Et plus loin, il ajoute : l’organe du langage c’est la main.

On m’a souvent demandé de faire semblant d’écrire : pour une photo de presse, pour un court reportage qui sera diffusé dans les éditions locales des journaux télévisés. Tiens, mettez-vous à l’ordinateur et faites comme si nous n’étions pas là. C’est impossible, justement, parce que vous êtes là : les cadreurs, les photographes, le preneur de son, le journaliste. Vous êtes là, avec la délicatesse bruyante d’un troupeau d’éléphant dans mon étroit bureau. C’est impossible mais on essaie tout de même, et je sais que cette séquence-là sera coupée au montage, elle l’est toujours : c’est emmerdant un écrivain vissé sur son siège face à un écran. L’équipe gardera les prises de vues réalisées dans le jardin ou dans les chemins creux des vignes autour de chez moi, là où je réponds aux questions en marchant, ce sera plus dynamique à l’écran.

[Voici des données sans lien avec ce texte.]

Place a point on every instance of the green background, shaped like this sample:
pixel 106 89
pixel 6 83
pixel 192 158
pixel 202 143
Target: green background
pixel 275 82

Ce qui se joue, lorsque Marie Maquaire s’invite dans un bureau ou un atelier c’est exactement l’inverse : on ne fait pas semblant. On fait. Ce n’est pas la position plus ou moins fantasmée d’un artiste au travail qui l’intéresse, c’est le travail en train de naitre, c’est le dialogue entre la main et le travail en cours. Elle a bien compris que l’organe du travail, c’est la main.

Jamais je n’aurais cru possible de pouvoir travailler en oubliant la caméra. Et pourtant, à l’image, dans les films de Marie Maquaire, je me vois écrire, rechercher une information sur un site Internet, la confirmer en vérifiant dans un livre. Puis écrire à nouveau, l’auriculaire de ma main droite efface régulièrement le dernier mot tapé : soit que j’ai un autre mot en tête, soit que je l’ai mal orthographié. En me regardant à travers le regard de Marie Maquaire, je me vois travailler pour la première fois.

Pas de commentaire, pas d’autre son que celui de l’atelier : le ciseau à bois, le rouleau encreur, le vacarme des doigts hésitants sur le clavier d’ordinateur. Du noir et blanc, comme pour éviter que la couleur ne vienne distraire de l’essentiel.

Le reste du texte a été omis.